É fácil constatar que é cada vez mais difícil juntar 10 convivas num jantar sem o risco de uma zanga e alguns amuos numa cacofonia de arengas inconvenientes. As redes sociais confirmaram que deixou de existir um chão comum, uma base de entendimento, que toda a gente, mesmo toda, pode ter e afirmar a sua opinião muito própria, sobre história, física quântica ou teologia, e até da vida dos outros. Há muito que as opiniões de alguns, os mais afoitos ou até alcoolizados, extravasou o café do bairro para o Facebook ou o Twitter. Entretanto, as correntes de opinião foram sendo cortadas em fatias cada vez mais fininhas para dar para todo o pessoal, cada vez mais categórico e cioso da sua originalidade.

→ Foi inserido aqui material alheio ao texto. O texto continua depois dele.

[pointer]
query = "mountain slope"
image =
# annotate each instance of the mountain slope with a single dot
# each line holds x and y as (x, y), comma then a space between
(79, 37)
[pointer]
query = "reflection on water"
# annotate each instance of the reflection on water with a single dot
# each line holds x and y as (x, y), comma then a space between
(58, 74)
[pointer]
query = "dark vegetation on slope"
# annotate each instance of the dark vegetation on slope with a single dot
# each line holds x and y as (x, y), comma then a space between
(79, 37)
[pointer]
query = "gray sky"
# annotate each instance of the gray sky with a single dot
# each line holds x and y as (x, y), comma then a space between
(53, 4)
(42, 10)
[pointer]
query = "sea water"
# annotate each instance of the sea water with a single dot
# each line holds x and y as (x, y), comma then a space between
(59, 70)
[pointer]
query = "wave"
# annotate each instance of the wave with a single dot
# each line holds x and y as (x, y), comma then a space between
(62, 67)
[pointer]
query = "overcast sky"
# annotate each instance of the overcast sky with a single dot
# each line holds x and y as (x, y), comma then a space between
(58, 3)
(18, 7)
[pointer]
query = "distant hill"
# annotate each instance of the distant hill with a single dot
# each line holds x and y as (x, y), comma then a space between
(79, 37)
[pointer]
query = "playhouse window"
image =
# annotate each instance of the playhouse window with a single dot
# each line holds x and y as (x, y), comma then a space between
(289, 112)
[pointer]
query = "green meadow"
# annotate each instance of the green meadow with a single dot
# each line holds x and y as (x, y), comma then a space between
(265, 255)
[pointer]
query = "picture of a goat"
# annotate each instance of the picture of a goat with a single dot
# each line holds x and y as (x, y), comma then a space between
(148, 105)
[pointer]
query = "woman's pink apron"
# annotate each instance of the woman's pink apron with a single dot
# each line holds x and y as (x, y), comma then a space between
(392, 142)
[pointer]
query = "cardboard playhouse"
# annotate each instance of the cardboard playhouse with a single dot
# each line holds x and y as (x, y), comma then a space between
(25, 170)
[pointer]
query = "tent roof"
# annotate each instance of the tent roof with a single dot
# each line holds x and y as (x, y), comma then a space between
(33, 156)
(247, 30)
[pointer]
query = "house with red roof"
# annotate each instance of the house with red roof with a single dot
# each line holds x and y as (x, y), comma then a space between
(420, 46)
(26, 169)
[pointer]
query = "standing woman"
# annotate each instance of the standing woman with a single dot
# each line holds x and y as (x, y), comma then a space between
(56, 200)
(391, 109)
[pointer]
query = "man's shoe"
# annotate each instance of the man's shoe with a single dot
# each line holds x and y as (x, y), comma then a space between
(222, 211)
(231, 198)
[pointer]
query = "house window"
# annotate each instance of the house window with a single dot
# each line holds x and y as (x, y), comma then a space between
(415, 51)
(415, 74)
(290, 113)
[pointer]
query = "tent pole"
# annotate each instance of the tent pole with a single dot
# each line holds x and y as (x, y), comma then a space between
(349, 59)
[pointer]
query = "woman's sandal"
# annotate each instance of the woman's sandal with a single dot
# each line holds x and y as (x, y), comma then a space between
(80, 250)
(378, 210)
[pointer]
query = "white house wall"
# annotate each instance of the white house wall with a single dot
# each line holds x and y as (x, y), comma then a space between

Evidentemente que ainda sobram os grupos de amigos que não subjugam uma boa conversa a um duelo de opiniões ribombantes arremessadas para prazer narcísico, ou apenas por “intransigência nos princípios”. A boa conversa é uma arte delicada que não resiste à tirania de quem quer impor uma perspectiva “muito sua” da verdade, muito menos da vida alheia. O pior por estes dias é mesmo a atomização das razões por que cada um pugna, com tanto denodo. Tempos houve em que poucos mais temas como o divórcio ou a homossexualidade fracturavam os salões da sociedade que “contava” – hoje tudo serve e o país tornou-se num gigantesco circo de indignações. A democratização das opiniões deu cabo das velhas regras de boa educação e do bom senso que durante séculos serviram para domesticar os mais extremos ímpetos opinativos, com um normativo que delimitava o âmbito das conversas, para não aborrecer os convivas (não se falar de doenças) ou evitar que a refeição acabasse numa zaragata (não falar de política e religião). Aqui chegados, constata-se que as opiniões próprias que todos se vêm animados a cultivar revelou-se um exercício pouco mais que estéril. Como toda a gente sabe é esse o destino das ideologias em decadência: foi o que aconteceu com os trotskistas de quem se dizia que “um trotskista é um partido, dois são uma internacional, três preparam uma cisão”. Ou o fenómeno acontecido com o movimento monárquico depois de 1910, definhando num processo de apuramento insaciável de pureza ideológica e de princípios, enquanto o Estado Novo punha ordem nas hostes. Ou como a direita portuguesa que desistiu de tentar juntar liberais e conservadores, num processo de desmultiplicação em correntes de graduação progressiva. E vem o Chega dar mau nome aos conservadores, há décadas (ou séculos, desde o rei Dom Miguel) oprimidos no colete-de-forças que era o CDS quando queria ocupar o centro político - um lugar à mesa do destino da Pátria. Já para não falar dos católicos entrincheirados em correntes progressistas ou tradicionalistas, guerras intestinas pela missa em latim, contra a missa em latim, contra a comunhão na mão ou a favor da comunhão na boca, a favor do Papa quando é “progressista” e contra ele quando é conservador – as discussões que para aí correm, meu Deus!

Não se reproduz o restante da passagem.